It's not going to pass, of course, but it's a nice gesture.

Seattle City Council member Mike O'Brien has posted a draft resolution he intends to introduce on Monday that would put the deep-bore tunnel contracts on the August ballot, instead of letting the council approve them outright. In a blog post that notes voters overwhelmingly rejected a tunnel replacement for the Alaskan Way Viaduct in 2007, O'Brien writes, "If this project has cost overruns, the people of Seattle will be paying those cost overruns one way or another. We owe it to our city to give the people a say—are they willing to bear this risk or not?"

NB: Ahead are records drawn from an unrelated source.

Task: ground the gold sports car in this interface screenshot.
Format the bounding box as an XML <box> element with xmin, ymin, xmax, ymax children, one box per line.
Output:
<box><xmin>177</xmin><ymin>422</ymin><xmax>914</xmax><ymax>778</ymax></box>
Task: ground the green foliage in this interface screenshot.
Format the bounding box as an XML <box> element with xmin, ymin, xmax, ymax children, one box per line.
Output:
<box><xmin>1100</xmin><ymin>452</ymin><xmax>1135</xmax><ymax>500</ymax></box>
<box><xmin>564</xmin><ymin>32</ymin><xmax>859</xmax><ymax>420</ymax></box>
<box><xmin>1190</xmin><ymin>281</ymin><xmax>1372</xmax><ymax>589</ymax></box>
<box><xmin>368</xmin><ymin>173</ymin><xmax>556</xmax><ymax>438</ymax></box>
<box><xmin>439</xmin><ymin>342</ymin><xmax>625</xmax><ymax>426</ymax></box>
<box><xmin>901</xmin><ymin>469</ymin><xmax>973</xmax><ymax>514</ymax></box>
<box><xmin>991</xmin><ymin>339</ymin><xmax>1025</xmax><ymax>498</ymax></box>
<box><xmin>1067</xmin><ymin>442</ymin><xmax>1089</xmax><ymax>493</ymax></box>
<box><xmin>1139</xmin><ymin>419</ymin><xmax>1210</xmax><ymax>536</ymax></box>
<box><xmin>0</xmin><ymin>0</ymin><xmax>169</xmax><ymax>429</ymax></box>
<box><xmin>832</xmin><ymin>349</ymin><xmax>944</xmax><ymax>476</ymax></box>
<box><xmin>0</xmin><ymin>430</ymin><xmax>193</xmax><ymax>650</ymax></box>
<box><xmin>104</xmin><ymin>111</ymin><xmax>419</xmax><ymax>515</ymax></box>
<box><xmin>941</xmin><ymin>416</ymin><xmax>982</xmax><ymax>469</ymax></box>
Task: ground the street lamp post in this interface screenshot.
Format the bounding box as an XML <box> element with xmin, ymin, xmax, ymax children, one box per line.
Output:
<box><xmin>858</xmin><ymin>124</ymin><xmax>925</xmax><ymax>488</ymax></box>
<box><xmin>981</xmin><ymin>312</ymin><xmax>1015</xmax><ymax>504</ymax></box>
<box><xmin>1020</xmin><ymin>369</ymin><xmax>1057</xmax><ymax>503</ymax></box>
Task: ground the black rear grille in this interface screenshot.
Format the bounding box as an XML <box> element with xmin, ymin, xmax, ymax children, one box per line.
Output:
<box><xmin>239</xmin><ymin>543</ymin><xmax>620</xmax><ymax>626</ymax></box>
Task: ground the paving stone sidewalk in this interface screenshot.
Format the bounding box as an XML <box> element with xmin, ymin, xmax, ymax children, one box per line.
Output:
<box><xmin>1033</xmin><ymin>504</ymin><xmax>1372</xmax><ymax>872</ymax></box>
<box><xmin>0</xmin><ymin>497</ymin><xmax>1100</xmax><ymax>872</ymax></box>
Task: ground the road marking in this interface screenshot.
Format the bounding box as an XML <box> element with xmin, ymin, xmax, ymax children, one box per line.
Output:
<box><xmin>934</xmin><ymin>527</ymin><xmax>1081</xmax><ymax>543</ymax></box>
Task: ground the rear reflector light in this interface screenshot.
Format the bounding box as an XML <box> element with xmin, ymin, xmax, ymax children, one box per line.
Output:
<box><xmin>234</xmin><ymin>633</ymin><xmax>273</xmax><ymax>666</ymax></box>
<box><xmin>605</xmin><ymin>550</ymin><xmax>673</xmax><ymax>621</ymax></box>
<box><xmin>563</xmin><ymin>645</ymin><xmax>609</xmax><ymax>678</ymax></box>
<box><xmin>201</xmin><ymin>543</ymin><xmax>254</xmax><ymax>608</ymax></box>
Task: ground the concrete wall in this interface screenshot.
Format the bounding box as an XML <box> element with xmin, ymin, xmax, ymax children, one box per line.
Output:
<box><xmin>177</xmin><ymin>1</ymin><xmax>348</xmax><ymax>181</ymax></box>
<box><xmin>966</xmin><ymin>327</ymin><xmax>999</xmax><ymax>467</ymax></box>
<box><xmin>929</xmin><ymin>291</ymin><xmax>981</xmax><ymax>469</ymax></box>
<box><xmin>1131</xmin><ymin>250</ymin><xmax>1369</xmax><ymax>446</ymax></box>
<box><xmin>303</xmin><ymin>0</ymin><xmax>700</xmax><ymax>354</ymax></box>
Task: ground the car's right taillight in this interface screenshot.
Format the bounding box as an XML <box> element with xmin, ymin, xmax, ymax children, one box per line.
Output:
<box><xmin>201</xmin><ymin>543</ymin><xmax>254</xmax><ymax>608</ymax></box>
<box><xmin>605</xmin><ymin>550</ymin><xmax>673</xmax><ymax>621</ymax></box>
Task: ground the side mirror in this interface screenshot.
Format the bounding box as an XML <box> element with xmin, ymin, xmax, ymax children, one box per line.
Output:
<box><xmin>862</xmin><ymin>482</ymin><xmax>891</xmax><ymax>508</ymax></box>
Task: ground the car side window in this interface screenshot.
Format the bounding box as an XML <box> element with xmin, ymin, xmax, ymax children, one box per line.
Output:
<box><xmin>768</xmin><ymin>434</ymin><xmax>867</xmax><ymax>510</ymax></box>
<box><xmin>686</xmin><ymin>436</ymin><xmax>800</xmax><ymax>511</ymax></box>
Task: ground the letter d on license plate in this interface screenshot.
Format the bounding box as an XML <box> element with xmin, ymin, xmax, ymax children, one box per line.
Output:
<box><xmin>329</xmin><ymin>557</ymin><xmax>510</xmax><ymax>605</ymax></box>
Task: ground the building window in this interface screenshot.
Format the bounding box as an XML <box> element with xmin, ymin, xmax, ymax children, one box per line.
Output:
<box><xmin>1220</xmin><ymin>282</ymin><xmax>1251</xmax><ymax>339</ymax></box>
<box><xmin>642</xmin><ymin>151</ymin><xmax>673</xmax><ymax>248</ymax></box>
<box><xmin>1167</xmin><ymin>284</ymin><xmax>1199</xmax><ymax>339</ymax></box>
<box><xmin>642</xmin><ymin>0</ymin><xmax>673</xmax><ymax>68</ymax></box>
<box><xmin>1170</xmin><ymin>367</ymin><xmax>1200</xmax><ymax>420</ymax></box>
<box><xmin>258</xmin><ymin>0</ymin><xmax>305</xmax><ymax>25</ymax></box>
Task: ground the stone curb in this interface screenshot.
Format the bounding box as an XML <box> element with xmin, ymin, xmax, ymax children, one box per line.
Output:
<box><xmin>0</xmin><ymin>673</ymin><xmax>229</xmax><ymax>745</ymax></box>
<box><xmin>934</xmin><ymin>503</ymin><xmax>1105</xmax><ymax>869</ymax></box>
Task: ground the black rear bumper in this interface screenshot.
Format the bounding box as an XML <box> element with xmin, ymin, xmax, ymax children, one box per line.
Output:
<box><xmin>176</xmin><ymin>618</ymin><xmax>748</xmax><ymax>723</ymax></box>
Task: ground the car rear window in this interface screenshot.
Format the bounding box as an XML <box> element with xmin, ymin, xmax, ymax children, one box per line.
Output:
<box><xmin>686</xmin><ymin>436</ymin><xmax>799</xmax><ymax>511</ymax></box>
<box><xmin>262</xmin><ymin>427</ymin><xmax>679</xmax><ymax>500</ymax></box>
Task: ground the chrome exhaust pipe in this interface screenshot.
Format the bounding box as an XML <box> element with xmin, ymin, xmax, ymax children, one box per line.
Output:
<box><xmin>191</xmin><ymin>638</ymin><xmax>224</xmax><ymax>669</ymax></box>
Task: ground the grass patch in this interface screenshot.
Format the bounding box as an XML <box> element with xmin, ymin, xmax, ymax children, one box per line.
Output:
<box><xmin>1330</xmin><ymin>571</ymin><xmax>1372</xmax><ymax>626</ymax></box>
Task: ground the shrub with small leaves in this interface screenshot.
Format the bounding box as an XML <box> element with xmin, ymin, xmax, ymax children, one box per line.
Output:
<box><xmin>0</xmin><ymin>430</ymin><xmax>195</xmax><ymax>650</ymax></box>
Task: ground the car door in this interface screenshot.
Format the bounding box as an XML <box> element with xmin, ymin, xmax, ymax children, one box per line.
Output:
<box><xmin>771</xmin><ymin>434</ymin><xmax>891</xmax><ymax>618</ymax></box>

And for the wonky details: Monday's special meeting, where eight of the nine council members are expected to override the mayor's tunnel veto, begins at 9:30 a.m. But O'Brien can't introduce his bill at that morning meeting, says council spokeswoman Laura Lockard, because "the public notice and the agenda have already been sent out." Instead the bill would have to be "walked on" at the full council meeting at 2:00 p.m., after the veto override is complete.

Regardless of which meeting the subject comes up, the 8-1 pro-tunnel council is unlikely to allow voters—which polls have shown want to vote on a tunnel referendum and want to address cost overruns financing before contracts are approved—any chance to shoot down the $4.2 billion project.